British Airways and Virgin Atlantic both said they were concerned about guns aboard planes.

"However we are working closely with the government to make sure these plans do not jeopardize on-board safety and to ensure that the correct procedures are in place should deployment be necessary," BA said in a statement.

Low-velocity ammunition

Darling stressed although the threat to UK aviation remained "a real one", the new measure had not been developed, nor had been announced, "in response to any new or or specific intelligence."

The Department for Transport, which is responsible for overseeing the national aviation programme, would not say what flights the marshals would operate on or what arms they would carry.

Weapons carried by marshals elsewhere are equipped with low-velocity ammunition, designed to be powerful enough to kill or seriously wound without ripping through the fuselage.

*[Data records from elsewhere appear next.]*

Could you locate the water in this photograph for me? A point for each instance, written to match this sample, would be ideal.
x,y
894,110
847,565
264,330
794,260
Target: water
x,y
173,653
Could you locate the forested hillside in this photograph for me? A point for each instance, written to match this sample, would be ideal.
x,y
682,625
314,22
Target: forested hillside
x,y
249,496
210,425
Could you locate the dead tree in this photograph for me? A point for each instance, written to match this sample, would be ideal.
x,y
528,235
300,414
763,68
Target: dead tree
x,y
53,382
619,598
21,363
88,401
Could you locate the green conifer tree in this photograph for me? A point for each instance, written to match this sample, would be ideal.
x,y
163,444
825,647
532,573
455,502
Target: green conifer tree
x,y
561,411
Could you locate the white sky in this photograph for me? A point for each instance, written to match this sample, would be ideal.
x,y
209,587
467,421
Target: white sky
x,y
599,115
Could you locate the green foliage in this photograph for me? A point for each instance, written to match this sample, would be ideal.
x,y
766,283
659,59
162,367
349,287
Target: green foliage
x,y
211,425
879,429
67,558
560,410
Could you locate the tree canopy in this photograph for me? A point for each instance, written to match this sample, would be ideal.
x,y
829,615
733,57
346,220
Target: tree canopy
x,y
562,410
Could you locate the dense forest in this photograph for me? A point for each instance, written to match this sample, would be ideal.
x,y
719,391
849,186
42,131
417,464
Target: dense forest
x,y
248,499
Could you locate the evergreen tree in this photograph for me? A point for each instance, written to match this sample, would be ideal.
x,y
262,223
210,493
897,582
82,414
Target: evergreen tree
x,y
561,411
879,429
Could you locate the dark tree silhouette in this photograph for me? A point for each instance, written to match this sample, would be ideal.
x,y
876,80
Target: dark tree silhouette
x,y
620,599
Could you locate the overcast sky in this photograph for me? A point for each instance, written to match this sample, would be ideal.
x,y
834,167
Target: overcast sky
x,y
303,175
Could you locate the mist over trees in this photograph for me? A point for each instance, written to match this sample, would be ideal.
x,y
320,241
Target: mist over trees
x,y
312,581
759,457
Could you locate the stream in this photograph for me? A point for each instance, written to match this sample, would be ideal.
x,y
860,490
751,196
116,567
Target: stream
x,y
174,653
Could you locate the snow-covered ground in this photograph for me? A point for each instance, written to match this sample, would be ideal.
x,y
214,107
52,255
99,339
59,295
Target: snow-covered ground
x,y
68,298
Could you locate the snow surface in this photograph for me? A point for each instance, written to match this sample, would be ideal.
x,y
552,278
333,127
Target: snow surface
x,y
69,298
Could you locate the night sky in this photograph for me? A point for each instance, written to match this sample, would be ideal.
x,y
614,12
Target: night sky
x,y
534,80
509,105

The department said the trained officers would fly on both international and domestic UK flights.

"We are not discussing details because we don't want to give terrorists a chance to guess our intentions," a department spokesman told the UK Press Association.

"If you're a passenger on a flight from now on, you can assume that an armed officer could be on board."

European nations have historically been less enthusiastic about the idea of sky marshals, arguing that weapons given to the marshals could be used against them or against passengers.

Airlines such as Virgin and British Airways have installed security measures such as reinforced or bullet-proof cockpit doors and CCTV-style cameras on their aircraft.